Last November, three young men were shot and killed on a bus that had just returned to the UVA campus after a school field trip. Devin Chandler, Lavel Davis and D'sean Perry were all members of the UVA football team.

With the shooting suspect still at large, some UVA student journalists started gathering information from sources, classmates, administrators, police to report and update the terrible news.

MacBlane, then managing editor of the Cavalier Daily, recalled the emotions of the day.

"You're doing your job and then you're also like a student who's seeing this happening to other students and having to grieve and process while also doing a job that doesn't like have a lot of room for that," she said. "Something like this, which really rocks the entire community, it at least forced me to take a step back and think about what is our role as student journalists. How do you tell a really hard story that affects everybody, and beyond that, everybody in the Charlottesville community?"

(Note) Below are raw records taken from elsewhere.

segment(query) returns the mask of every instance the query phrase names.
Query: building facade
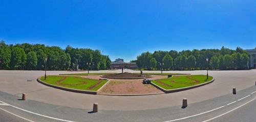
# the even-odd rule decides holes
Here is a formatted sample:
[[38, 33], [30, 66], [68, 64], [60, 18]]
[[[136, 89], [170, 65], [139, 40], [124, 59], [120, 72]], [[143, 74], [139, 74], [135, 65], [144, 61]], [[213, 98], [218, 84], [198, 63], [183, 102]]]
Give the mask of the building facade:
[[125, 63], [123, 59], [118, 58], [116, 60], [111, 63], [111, 67], [112, 69], [121, 69], [122, 68], [127, 67], [127, 69], [138, 68], [138, 66], [136, 63]]
[[246, 50], [249, 53], [250, 61], [248, 63], [249, 68], [256, 68], [256, 48], [253, 49]]

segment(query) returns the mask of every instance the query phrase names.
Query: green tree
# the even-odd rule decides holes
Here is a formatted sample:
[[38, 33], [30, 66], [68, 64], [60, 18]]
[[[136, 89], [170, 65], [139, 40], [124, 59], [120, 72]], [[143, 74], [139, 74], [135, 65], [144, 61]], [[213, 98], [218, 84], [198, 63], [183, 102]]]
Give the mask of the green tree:
[[11, 51], [11, 69], [24, 70], [27, 58], [24, 50], [19, 47], [13, 47]]
[[164, 63], [164, 68], [165, 69], [169, 69], [173, 67], [173, 59], [169, 54], [166, 54], [163, 58], [162, 62]]
[[157, 65], [157, 61], [156, 59], [156, 58], [152, 57], [150, 59], [150, 66], [152, 68], [152, 69], [156, 68]]
[[232, 68], [232, 56], [229, 54], [225, 54], [223, 57], [224, 66], [225, 69], [231, 69]]
[[36, 52], [29, 52], [27, 58], [26, 69], [28, 70], [35, 70], [37, 65], [37, 57]]
[[212, 69], [218, 69], [220, 64], [220, 58], [218, 56], [214, 56], [210, 60], [210, 66]]
[[194, 69], [195, 68], [196, 61], [196, 57], [194, 55], [190, 55], [188, 56], [188, 57], [187, 57], [187, 65], [188, 68], [190, 70]]
[[3, 41], [0, 42], [0, 69], [9, 69], [11, 62], [11, 49]]
[[38, 49], [37, 52], [37, 65], [36, 66], [36, 69], [37, 70], [44, 70], [45, 69], [45, 59], [47, 55], [44, 52], [42, 49]]

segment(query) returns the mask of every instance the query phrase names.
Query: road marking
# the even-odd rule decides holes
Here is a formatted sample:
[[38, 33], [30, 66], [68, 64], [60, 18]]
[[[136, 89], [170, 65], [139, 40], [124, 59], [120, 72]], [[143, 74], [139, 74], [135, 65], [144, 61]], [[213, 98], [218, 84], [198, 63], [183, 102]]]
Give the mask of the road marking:
[[251, 93], [251, 95], [253, 94], [254, 94], [254, 93], [256, 93], [256, 91], [255, 91], [255, 92], [253, 92], [253, 93]]
[[215, 118], [217, 118], [220, 117], [221, 117], [221, 116], [223, 116], [223, 115], [225, 115], [225, 114], [227, 114], [227, 113], [230, 113], [230, 112], [232, 112], [232, 111], [234, 111], [234, 110], [236, 110], [236, 109], [239, 109], [239, 108], [240, 108], [240, 107], [242, 107], [242, 106], [244, 106], [244, 105], [246, 105], [246, 104], [248, 104], [249, 103], [251, 102], [251, 101], [253, 101], [253, 100], [255, 100], [255, 98], [254, 98], [253, 99], [252, 99], [252, 100], [250, 100], [250, 101], [248, 101], [248, 102], [246, 102], [246, 103], [244, 103], [244, 104], [243, 104], [243, 105], [241, 105], [241, 106], [238, 106], [238, 107], [236, 107], [236, 108], [234, 108], [234, 109], [232, 109], [232, 110], [230, 110], [230, 111], [227, 111], [227, 112], [225, 112], [225, 113], [223, 113], [223, 114], [220, 114], [220, 115], [218, 115], [218, 116], [215, 116], [215, 117], [213, 117], [213, 118], [210, 118], [210, 119], [207, 119], [207, 120], [206, 120], [203, 121], [202, 121], [202, 122], [207, 122], [207, 121], [209, 121], [212, 120], [213, 120], [213, 119], [215, 119]]
[[233, 103], [236, 103], [236, 102], [237, 102], [237, 101], [234, 101], [234, 102], [232, 102], [232, 103], [229, 103], [229, 104], [227, 104], [227, 105], [229, 105], [232, 104], [233, 104]]
[[3, 109], [3, 108], [1, 108], [1, 107], [0, 107], [0, 109], [2, 110], [3, 110], [3, 111], [5, 111], [5, 112], [7, 112], [7, 113], [10, 113], [10, 114], [12, 114], [12, 115], [13, 115], [16, 116], [17, 116], [17, 117], [19, 117], [19, 118], [22, 118], [22, 119], [24, 119], [24, 120], [27, 120], [27, 121], [30, 121], [30, 122], [35, 122], [35, 121], [34, 121], [31, 120], [29, 119], [28, 119], [28, 118], [24, 118], [24, 117], [22, 117], [22, 116], [19, 116], [19, 115], [17, 115], [17, 114], [15, 114], [15, 113], [12, 113], [12, 112], [10, 112], [10, 111], [8, 111], [8, 110], [6, 110], [4, 109]]
[[202, 115], [202, 114], [205, 114], [205, 113], [210, 112], [211, 112], [212, 111], [215, 111], [215, 110], [218, 110], [219, 109], [221, 109], [221, 108], [223, 108], [224, 107], [225, 107], [225, 106], [221, 106], [221, 107], [220, 107], [219, 108], [217, 108], [214, 109], [212, 110], [209, 110], [209, 111], [205, 111], [204, 112], [201, 113], [199, 113], [199, 114], [196, 114], [196, 115], [191, 115], [191, 116], [187, 116], [187, 117], [183, 117], [183, 118], [178, 118], [178, 119], [174, 119], [174, 120], [168, 120], [168, 121], [163, 121], [163, 122], [172, 122], [172, 121], [177, 121], [177, 120], [180, 120], [188, 118], [190, 118], [190, 117], [194, 117], [194, 116], [198, 116], [198, 115]]
[[6, 103], [0, 103], [0, 106], [1, 105], [3, 105], [3, 106], [9, 106], [10, 105], [9, 105], [8, 104], [6, 104]]
[[249, 97], [250, 96], [251, 96], [251, 95], [246, 96], [245, 96], [245, 97], [243, 97], [243, 98], [241, 98], [240, 99], [239, 99], [238, 101], [241, 101], [241, 100], [243, 100], [243, 99], [245, 99], [245, 98], [247, 98], [247, 97]]
[[[3, 101], [0, 101], [0, 102], [7, 104], [7, 103], [5, 103], [5, 102], [4, 102]], [[32, 113], [32, 114], [35, 114], [35, 115], [38, 115], [38, 116], [41, 116], [45, 117], [46, 117], [46, 118], [51, 118], [51, 119], [63, 121], [67, 121], [67, 122], [76, 122], [76, 121], [75, 121], [68, 120], [65, 120], [65, 119], [60, 119], [60, 118], [54, 118], [53, 117], [51, 117], [51, 116], [47, 116], [47, 115], [42, 115], [42, 114], [39, 114], [39, 113], [34, 113], [34, 112], [31, 112], [31, 111], [28, 111], [28, 110], [26, 110], [25, 109], [23, 109], [22, 108], [16, 107], [15, 106], [13, 106], [13, 105], [10, 105], [10, 104], [8, 104], [8, 105], [9, 105], [9, 106], [11, 106], [11, 107], [12, 107], [13, 108], [15, 108], [19, 109], [20, 110], [27, 112], [28, 113]]]

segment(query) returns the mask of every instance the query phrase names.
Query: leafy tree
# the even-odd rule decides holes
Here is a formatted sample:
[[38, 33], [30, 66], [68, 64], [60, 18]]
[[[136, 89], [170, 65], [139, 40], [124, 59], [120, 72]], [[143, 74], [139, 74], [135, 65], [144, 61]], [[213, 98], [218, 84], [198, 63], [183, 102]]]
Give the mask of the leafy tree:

On the grieving campus, MacBlane said she heard from students who did not want to share their pain with the news media from national outlets who she said would arrive on Grounds and leave after their initial reports.

"We don't walk away from something like this. This is something we sit with every day. And we'll continue to sit with them and we will continue to report on," she said. "It's made me more empathetic to the overlap of how difficult it is to be someone dealing with pain and then have to share that with someone who maybe is not always respectful, or who is going to sit with you and give you the time."

For Duncan McGrath, the sports director for campus television station WUVA, the shock and grieving quickly brought a new perspective to his work that might have included after-game interviews of the very athletes who were killed.

"These are people that I would see playing football every week when I go to Scott Stadium and also people I would see walking around on campus," he said. "It makes me feel like they're more human, I would say and really understanding and sympathizing with their, their human side, from the athletes. I would say that's probably the biggest thing, at least for me just recognizing that these are human beings."

One year after that awful night at UVA, both student journalists said they've learned how to provide comfort even as their work continues.

"I think everyone at UVA really came together. That includes faculty and the people in the community, I think it was really a unifying state of mourning and grieving that I think has carried over into this year," McGrath said.

"How do we continue to report and talk about it as things like the anniversary come around in ways that are still honoring Lavel and D'Sean and Devin," MacBlane said. "And thinking about the pain and the grief that people are still feeling and grappling with."